There will be times when a full list of changes is inappropriate (e.g. when creating a new file, or significantly overhauling/tidying an existing file) but hopefully these will be uncommon and should at least have a covering note (for each changed file) explaining what has been changed.

On receipt of a set of changes, a similar process to the above can then be followed:

There is still scope for exchanging "ad hoc" updates (e.g. comments on the other's set of updates or author disambiguations) but these should not affect the above process so that the next set of synchronised updates will also include any ad hoc updates since last time. This promotes stability such that if either side misapplies (or forgets to apply) an ad hoc update it will be there next time the file is synchronised.

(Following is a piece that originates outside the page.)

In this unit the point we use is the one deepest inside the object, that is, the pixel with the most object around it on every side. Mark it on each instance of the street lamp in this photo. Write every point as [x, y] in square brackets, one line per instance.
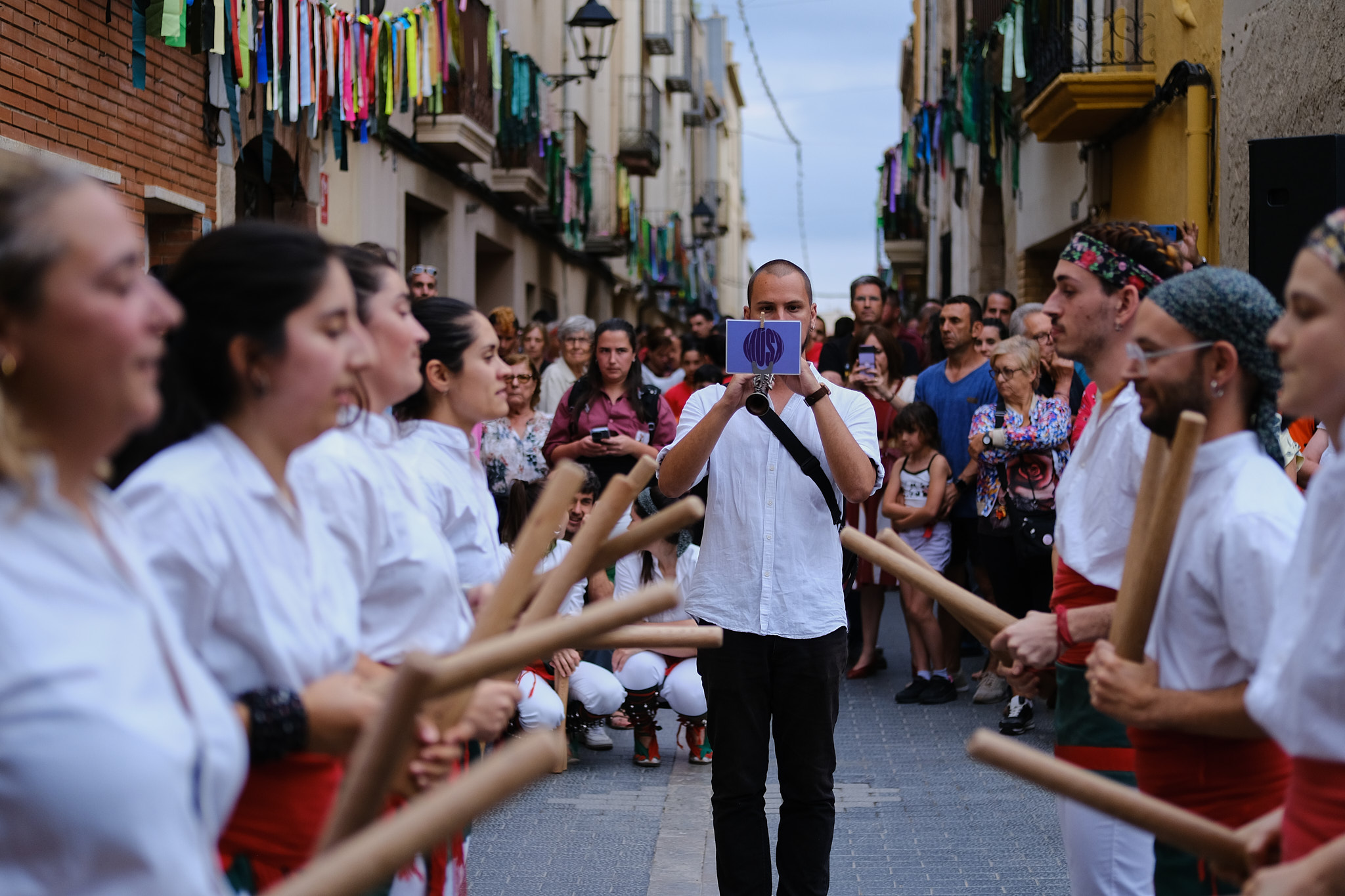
[703, 222]
[591, 34]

Support Files, Validations & Full Synchronisations

Historically, no process has been established for synchronising the support files (other than 00000.xxx and 00xxx.mag which are treated as data files) - I used to send updated versions to Bill but he never sent any to me. However, it is always desirable to do a full validation after a synchronisation and this will identify any issues with valnames.xxx and validate.xxx. Moving forward, this may need revisiting.

Despite the best intentions, mistakes still creep in so, in addition to doing a full validation after each synchronisation, a full synchronisation should also be done periodically (i.e. a complete set of files exchanged and compared to ensure they are the same.